I want to prove this statement but honestly I'm not sure if it's true or not and don't see how I can proceed.
Let $X$ a normed vector space and $\phi$ : $X\rightarrow (X')'$ , the linear mapping given by : $(\phi(x))(f)=f(x) \;, f\in X $.
If $X$ is a Hilbert space (with its norm induced by the dot product), we can say that $\phi$ is an isometry (bijective) preserving the operator norm on $E'$ and $(E')'$.
Thanks in advance for your help.
On
Let $X$ be a normed TVS. Fix $x\in X.$ Now, $\|f(x)\|\le \|f\|\cdot \|x\|$ so $\|\phi(x)f\|\le \|f\|\cdot \|x\|$ so
$\tag1 \|\phi(x)\|\le \|x\|.$
On the other hand, the Hahn-Banach theorem gives us an $f\in X'$ such that $\|f\|=1$ and $\phi(x)f=\|f(x)\|=\|x\|$ so
$\tag2\|x\|=\phi(x)f\le \|\phi(x)\|\cdot \|f\|=\|\phi(x)\|$
so $\phi$ is indeed an isometry.
We need to show that $\|\phi(x)\| = \|x\|$ for every $x\in X$.
Fix $x \in X$ and notice that for every $f \in X'$ we have $$|\phi(x)(f)| = |f(x)| \le \|f\|\|x\|$$ which means $\|\phi(x)\| \le \|x\|$.

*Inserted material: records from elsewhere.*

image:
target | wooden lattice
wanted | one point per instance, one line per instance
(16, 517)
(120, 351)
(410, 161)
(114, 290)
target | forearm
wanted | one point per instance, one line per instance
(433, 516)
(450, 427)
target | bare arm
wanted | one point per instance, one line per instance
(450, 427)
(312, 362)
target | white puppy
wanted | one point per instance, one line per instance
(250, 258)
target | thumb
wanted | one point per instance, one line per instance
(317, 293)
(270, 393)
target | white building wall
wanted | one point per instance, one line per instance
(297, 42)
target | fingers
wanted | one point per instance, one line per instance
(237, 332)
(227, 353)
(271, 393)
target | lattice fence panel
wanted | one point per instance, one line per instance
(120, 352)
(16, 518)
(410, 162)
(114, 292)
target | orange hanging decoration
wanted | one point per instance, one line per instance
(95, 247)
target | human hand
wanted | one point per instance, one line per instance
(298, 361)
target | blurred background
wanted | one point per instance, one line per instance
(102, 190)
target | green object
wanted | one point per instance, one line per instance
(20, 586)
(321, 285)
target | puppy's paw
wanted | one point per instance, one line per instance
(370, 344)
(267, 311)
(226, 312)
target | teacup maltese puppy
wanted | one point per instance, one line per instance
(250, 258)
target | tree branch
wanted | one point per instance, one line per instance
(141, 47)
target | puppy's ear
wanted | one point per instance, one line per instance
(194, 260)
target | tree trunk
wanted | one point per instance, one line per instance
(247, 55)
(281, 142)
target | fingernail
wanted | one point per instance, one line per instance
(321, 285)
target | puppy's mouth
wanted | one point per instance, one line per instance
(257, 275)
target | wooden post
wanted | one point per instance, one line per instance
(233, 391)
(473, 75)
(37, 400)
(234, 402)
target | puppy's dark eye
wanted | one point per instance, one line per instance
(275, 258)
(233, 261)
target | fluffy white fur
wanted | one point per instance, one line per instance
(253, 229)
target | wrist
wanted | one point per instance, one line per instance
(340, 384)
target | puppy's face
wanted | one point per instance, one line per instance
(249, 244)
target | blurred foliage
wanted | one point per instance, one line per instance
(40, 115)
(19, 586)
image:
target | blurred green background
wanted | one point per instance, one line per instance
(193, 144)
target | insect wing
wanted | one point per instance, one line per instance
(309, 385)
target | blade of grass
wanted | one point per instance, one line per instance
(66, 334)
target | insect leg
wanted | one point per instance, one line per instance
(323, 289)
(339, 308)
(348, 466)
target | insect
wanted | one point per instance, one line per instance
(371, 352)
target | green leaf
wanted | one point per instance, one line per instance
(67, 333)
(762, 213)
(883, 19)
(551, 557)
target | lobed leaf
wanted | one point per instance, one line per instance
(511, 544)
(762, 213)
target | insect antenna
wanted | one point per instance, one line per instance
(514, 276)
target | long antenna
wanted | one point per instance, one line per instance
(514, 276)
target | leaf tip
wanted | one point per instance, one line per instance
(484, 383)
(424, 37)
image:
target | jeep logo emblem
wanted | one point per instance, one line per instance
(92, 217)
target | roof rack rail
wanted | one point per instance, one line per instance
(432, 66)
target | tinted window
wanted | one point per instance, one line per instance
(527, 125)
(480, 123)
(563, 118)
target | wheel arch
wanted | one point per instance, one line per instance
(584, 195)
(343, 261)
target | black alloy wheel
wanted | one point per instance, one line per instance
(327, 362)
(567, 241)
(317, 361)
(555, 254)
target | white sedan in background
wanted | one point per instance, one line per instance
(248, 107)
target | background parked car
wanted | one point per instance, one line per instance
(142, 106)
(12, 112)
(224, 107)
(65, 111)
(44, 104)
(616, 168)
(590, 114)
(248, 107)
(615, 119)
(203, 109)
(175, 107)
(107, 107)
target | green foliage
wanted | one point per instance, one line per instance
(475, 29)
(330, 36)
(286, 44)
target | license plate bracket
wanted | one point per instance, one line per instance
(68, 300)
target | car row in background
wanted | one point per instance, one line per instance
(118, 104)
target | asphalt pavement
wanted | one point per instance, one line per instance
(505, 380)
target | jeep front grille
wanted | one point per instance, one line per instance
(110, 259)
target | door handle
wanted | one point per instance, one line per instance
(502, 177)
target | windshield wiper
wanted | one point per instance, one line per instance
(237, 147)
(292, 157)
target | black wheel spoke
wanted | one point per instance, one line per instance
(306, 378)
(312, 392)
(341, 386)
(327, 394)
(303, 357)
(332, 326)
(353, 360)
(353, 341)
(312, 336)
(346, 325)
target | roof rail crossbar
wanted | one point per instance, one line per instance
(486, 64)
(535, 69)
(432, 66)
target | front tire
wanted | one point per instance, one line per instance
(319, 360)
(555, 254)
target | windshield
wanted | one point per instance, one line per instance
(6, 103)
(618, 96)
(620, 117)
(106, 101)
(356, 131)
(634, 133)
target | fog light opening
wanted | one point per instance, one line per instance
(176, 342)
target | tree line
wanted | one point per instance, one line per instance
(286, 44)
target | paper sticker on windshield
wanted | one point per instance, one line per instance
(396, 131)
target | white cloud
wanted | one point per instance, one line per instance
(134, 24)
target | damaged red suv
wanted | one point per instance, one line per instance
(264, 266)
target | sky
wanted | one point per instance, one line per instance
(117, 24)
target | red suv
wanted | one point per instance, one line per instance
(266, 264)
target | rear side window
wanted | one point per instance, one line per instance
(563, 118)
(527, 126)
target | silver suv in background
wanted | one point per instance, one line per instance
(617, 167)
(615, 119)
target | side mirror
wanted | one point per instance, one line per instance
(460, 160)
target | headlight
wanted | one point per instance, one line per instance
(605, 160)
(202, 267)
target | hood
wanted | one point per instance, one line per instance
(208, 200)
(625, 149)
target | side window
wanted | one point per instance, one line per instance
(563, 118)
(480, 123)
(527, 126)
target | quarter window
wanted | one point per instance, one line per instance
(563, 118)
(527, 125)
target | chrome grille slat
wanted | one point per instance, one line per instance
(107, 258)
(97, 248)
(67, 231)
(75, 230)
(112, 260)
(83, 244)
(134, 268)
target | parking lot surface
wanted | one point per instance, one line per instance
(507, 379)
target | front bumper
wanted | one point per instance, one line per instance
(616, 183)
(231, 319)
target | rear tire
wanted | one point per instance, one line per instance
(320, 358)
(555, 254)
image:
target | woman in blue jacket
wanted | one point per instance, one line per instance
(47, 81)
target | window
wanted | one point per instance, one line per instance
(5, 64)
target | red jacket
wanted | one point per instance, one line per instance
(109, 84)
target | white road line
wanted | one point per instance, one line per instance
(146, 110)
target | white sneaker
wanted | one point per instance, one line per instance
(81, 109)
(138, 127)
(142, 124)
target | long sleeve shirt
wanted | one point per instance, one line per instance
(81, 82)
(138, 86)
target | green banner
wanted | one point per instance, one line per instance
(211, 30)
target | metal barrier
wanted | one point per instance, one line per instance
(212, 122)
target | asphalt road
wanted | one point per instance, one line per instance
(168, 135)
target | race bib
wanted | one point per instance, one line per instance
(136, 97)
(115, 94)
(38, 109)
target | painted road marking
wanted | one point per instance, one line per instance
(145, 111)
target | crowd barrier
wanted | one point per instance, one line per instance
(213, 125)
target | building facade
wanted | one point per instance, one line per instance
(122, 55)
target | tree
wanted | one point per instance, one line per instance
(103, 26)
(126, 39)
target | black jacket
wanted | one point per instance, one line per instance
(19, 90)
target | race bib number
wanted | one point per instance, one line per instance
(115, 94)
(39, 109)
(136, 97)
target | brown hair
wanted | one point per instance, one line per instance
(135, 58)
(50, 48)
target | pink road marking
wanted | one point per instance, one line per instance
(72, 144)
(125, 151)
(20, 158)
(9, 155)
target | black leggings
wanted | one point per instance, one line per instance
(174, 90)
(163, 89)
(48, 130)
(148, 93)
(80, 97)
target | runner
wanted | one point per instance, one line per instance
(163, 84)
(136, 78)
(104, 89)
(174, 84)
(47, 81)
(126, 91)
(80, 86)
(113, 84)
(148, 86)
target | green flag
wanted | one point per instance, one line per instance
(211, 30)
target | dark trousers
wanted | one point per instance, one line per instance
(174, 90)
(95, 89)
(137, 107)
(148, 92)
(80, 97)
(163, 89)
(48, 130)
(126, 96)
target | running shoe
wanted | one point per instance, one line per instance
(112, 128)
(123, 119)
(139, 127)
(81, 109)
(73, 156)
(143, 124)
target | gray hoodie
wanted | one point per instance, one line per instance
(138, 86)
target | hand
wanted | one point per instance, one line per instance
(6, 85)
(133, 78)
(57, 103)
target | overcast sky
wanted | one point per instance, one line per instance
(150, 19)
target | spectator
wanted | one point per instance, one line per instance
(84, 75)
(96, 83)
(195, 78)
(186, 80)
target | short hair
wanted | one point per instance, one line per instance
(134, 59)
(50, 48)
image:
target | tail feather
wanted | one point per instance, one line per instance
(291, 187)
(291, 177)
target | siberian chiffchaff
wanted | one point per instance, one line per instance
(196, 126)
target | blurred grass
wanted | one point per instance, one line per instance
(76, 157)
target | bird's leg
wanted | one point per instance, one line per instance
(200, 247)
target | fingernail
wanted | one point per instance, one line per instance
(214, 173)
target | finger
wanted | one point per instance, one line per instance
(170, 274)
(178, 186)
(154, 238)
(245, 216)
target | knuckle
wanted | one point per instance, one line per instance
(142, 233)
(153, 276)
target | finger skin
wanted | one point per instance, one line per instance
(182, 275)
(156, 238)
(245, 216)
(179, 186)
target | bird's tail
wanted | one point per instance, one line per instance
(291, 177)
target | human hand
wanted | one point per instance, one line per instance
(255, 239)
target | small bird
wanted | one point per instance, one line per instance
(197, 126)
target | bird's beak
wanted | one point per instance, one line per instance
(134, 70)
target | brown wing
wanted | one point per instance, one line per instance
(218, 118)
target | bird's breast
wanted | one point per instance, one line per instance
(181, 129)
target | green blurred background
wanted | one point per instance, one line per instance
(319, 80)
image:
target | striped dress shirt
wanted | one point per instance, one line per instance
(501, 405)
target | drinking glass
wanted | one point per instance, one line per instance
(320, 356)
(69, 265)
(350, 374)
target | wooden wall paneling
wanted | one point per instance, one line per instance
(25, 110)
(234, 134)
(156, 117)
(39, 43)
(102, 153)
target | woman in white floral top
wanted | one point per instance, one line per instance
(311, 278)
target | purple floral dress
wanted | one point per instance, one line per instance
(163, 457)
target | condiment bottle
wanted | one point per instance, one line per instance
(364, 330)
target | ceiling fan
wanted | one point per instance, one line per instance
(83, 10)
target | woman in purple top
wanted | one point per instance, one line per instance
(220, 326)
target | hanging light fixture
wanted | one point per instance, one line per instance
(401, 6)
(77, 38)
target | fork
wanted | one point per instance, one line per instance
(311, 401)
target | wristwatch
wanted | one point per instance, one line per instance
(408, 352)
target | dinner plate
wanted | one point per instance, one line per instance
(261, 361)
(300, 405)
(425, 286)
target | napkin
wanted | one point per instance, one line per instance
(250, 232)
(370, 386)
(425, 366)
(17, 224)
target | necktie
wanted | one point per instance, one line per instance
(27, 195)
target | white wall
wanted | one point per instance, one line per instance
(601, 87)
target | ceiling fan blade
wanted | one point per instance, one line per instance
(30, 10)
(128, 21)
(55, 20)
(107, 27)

To show the reverse inclusion, we need to find $f \in X'$ such that $\|f\|=1$ and $f(x)=\|x\|$. In this case we have $$\|\phi(x)\| \ge \frac{|\phi(x)(f)|}{\|f\|} = |f(x)|=\|x\|.$$
If $X$ is a Hilbert space, we can define such a functional simply as $y \mapsto \left\langle y, \frac{x}{\|x\|}\right\rangle$ via the Riesz representation theorem. In general we have to use a corrolary of the Hahn-Banach theorem which gives us exactly such an $f$.